Cooke Aquaculture initially cited high tides from the approaching eclipse as a reason why the net pens failed. A revised press release on its website, dated Monday, no longer listed the eclipse as a possible cause. It instead said, "Exceptionally high tides and currents caused damage to a salmon farm that has been in operation near Cypress Island for approximately 30 years."
Scientists, however, say the spring tides during June were actually worse, and tidal conditions now are not unusual, though tidal swings of between eight and 10 feet between the lowest to highest tides that weekend were occurring.
Oceanographers do consider the San Juan Islands, of which Cypress is but one island, to be the most extreme environment on the west coast for tides and currents. Currents on Saturday between Cypress and Guemes islands on Saturday topped out around 3.5 knots.
An environmental group, Wild Fish Conservancy, announced Friday it will sue Cooke for violation of the federal Clean Water Act. The group says the release poses a threat to struggling wild fish populations and the ecosystem. It alleges the fish spill violates federal pollution laws because it sent farmed salmon, dead carcasses and other debris into the water.
A company spokeswoman did not immediately respond to a request for comment about the legal action.
The Washington state Department of Natural Resources has sent a notice of default to Cooke. The state says the breakup of the pens released anywhere from 4,000 to 305,000 non-native Atlantic salmon into the waters of the Pacific Northwest.

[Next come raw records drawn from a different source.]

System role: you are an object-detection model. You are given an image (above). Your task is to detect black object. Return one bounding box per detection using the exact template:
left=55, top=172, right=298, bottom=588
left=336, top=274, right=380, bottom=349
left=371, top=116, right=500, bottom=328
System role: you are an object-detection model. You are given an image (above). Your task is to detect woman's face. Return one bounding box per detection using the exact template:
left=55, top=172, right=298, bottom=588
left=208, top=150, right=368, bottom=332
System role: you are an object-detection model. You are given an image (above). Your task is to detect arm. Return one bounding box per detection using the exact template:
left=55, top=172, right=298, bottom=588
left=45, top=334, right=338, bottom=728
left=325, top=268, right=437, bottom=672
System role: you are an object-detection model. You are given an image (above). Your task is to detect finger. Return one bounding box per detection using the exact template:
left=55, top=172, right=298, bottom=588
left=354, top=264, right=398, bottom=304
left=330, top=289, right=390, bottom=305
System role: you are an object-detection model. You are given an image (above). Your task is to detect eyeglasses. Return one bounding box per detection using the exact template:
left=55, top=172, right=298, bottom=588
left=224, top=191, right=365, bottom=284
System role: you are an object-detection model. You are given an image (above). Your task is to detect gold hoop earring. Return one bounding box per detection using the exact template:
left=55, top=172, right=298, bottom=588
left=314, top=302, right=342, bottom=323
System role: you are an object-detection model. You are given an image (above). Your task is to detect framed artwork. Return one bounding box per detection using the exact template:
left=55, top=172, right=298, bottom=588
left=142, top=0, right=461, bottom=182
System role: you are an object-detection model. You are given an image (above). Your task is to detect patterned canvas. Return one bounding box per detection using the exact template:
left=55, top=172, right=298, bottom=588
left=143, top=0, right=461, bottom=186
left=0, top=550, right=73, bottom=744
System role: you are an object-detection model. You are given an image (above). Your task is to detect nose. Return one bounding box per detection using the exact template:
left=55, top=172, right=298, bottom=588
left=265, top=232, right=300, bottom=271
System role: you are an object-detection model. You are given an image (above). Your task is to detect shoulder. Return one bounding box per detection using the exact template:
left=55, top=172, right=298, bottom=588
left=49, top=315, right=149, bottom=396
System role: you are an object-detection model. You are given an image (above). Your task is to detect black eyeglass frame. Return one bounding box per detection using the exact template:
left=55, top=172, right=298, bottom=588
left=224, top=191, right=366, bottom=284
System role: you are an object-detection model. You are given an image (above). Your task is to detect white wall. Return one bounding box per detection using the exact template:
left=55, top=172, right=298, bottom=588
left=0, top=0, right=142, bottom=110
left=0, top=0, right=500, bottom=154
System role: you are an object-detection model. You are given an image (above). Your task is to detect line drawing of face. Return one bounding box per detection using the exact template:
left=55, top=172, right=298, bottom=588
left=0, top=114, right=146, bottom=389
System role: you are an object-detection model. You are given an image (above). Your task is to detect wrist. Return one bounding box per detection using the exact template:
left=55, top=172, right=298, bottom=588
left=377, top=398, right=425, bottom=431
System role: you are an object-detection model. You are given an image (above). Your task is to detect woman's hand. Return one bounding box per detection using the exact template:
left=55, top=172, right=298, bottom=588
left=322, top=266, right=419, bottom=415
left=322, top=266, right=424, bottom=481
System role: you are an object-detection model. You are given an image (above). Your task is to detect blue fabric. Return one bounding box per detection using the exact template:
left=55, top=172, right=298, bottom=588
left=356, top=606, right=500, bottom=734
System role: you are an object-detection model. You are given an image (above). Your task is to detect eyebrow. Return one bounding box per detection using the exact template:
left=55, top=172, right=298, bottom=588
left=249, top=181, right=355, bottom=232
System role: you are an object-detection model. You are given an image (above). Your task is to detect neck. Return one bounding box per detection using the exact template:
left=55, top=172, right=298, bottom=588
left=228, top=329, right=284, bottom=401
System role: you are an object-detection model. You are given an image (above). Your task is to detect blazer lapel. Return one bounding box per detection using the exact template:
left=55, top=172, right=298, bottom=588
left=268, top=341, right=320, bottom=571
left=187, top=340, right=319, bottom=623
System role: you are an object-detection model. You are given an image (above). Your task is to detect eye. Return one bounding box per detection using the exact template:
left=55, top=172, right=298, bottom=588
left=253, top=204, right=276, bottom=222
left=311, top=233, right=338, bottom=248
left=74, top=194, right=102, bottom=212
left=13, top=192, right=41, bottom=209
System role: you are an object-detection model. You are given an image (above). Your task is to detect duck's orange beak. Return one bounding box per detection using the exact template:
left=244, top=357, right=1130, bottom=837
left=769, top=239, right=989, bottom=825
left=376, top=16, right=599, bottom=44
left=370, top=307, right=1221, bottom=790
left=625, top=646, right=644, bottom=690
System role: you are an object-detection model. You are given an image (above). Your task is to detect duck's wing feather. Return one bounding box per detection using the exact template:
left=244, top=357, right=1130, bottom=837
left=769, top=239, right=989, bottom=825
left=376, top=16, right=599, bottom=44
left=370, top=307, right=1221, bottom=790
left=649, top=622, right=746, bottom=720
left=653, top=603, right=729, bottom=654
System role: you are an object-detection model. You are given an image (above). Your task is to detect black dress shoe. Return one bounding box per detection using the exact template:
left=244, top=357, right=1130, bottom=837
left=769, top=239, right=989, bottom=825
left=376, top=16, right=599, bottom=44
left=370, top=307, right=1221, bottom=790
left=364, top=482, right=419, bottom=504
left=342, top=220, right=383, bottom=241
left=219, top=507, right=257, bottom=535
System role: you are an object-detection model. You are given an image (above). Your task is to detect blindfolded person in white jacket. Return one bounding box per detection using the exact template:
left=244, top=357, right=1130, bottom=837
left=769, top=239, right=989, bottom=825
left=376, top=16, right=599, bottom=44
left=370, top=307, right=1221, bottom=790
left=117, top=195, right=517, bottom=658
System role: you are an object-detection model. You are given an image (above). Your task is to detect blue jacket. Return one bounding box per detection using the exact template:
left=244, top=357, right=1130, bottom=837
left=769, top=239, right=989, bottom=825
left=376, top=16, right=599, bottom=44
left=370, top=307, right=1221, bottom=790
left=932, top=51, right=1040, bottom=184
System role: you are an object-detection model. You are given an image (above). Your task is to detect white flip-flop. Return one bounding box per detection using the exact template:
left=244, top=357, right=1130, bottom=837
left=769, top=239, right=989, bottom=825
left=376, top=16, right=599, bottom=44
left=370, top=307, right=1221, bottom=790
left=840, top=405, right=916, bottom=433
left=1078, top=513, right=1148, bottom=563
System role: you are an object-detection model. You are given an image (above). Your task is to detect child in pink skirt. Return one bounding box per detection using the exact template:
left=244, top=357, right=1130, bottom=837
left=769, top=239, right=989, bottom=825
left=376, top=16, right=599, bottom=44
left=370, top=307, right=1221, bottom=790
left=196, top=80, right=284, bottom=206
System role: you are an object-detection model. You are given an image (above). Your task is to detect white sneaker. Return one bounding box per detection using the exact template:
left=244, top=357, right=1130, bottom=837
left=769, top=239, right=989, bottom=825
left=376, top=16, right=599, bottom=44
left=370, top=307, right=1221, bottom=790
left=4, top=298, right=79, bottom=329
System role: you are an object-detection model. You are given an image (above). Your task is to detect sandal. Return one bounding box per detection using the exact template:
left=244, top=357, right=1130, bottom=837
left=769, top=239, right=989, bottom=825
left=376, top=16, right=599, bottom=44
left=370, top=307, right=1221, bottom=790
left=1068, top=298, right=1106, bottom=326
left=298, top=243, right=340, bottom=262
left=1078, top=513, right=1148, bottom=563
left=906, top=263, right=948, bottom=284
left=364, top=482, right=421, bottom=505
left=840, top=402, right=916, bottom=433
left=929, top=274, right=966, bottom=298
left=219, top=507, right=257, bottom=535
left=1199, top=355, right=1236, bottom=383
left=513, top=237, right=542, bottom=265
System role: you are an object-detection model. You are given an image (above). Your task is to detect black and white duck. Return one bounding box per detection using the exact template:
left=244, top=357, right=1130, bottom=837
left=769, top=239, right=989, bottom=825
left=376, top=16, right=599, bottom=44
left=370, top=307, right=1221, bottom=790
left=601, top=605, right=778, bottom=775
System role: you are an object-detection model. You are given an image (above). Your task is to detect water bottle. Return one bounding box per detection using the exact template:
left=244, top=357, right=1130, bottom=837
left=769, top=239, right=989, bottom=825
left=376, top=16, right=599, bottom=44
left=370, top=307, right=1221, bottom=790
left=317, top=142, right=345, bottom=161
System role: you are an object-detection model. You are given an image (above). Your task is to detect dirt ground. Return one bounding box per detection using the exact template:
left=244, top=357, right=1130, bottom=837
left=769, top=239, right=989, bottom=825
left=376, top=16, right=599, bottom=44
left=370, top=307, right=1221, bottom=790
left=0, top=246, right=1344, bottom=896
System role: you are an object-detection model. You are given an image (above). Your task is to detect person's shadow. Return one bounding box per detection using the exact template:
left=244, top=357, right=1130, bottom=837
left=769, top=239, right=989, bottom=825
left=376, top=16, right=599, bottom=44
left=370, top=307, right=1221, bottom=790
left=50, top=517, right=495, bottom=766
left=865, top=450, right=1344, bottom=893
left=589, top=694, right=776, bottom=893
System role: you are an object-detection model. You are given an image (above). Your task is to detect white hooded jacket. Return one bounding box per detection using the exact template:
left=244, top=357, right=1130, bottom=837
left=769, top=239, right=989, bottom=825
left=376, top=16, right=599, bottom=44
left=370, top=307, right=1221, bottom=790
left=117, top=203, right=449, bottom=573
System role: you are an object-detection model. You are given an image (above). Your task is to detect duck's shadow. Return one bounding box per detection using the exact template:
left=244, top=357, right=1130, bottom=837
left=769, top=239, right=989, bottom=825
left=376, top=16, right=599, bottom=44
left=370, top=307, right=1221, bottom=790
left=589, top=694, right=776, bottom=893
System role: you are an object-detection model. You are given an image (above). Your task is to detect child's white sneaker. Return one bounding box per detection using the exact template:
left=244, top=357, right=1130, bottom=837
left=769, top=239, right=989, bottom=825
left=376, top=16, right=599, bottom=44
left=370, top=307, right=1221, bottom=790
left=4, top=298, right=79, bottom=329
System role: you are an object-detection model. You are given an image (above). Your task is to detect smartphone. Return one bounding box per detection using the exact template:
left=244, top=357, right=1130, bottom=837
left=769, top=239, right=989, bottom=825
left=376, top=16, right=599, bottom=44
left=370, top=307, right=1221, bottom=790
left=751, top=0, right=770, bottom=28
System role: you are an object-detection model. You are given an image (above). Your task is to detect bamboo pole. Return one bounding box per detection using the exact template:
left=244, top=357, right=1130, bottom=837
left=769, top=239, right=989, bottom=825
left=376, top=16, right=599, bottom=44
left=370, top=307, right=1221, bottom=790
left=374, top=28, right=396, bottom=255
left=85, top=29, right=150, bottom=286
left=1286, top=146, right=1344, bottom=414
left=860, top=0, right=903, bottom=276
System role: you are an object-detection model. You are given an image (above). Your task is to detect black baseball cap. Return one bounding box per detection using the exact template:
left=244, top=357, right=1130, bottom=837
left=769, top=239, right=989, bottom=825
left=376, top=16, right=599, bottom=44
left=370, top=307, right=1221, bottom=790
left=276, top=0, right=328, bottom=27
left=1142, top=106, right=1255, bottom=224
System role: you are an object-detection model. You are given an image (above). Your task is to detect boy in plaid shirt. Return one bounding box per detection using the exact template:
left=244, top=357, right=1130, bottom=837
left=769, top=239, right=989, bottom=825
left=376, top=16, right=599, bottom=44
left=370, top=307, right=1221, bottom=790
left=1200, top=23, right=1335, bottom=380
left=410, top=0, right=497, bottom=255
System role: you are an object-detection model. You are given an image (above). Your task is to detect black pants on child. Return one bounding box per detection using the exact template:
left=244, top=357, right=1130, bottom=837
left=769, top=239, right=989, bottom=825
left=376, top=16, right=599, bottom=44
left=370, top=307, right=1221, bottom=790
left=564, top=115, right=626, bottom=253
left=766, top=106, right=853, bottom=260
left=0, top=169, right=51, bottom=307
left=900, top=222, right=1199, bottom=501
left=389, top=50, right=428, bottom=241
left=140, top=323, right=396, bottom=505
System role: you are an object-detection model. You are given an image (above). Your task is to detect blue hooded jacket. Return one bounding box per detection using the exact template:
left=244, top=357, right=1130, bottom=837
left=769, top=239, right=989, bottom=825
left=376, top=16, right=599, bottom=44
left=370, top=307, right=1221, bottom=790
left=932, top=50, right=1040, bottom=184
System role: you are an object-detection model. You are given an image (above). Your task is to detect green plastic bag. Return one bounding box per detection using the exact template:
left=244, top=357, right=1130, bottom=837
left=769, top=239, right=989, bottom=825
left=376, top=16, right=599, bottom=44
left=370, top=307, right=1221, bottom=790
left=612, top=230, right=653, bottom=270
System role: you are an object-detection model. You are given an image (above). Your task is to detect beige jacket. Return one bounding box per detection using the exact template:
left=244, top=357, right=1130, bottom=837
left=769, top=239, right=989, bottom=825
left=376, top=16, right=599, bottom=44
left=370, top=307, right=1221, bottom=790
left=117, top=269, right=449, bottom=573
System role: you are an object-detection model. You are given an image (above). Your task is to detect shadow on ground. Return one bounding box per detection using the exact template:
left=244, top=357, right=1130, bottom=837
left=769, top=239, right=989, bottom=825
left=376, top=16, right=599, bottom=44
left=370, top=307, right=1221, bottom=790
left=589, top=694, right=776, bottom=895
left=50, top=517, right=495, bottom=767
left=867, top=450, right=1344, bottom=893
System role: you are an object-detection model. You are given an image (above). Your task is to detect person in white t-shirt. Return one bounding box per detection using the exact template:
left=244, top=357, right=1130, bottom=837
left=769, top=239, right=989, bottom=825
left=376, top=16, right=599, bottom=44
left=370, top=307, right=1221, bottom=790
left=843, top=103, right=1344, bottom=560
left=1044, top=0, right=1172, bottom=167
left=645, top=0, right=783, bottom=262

Cooke Aquaculture is a Canadian based company which purchased the 30-year-old pens in 2016. According to DNR, Cooke leases the undersea land from the state, and the default notice is for the unintended release of fish.
Various agencies including DNR, Washington Department of Fish and Wildlife, and Department of Ecology are working on a coordinated response Friday in dealing with the fish emergency.
The Washington state Department of Fish and Wildlife has encouraged anglers to come catch the fish, but with some stipulations.
"Anglers must have a current fishing license and must also observe gear regulations identified in the 2017-18 sport fishing rules pamphlet," WDFW said in a statement. "There is no size or catch limit on Atlantic salmon. However, anglers may only fish for Atlantic salmon in marine waters that are already open to fishing for Pacific salmon or freshwater areas open to fishing for trout or Pacific salmon. Anglers also must stop fishing for Atlantic salmon once they've caught their daily limit of Pacific salmon in marine waters or their daily limit of trout or Pacific salmon in freshwater."
WDFW also wants anglers to report their catch online so fish managers can track the fish being caught.
The Lummi Nation declared a state of emergency Thursday.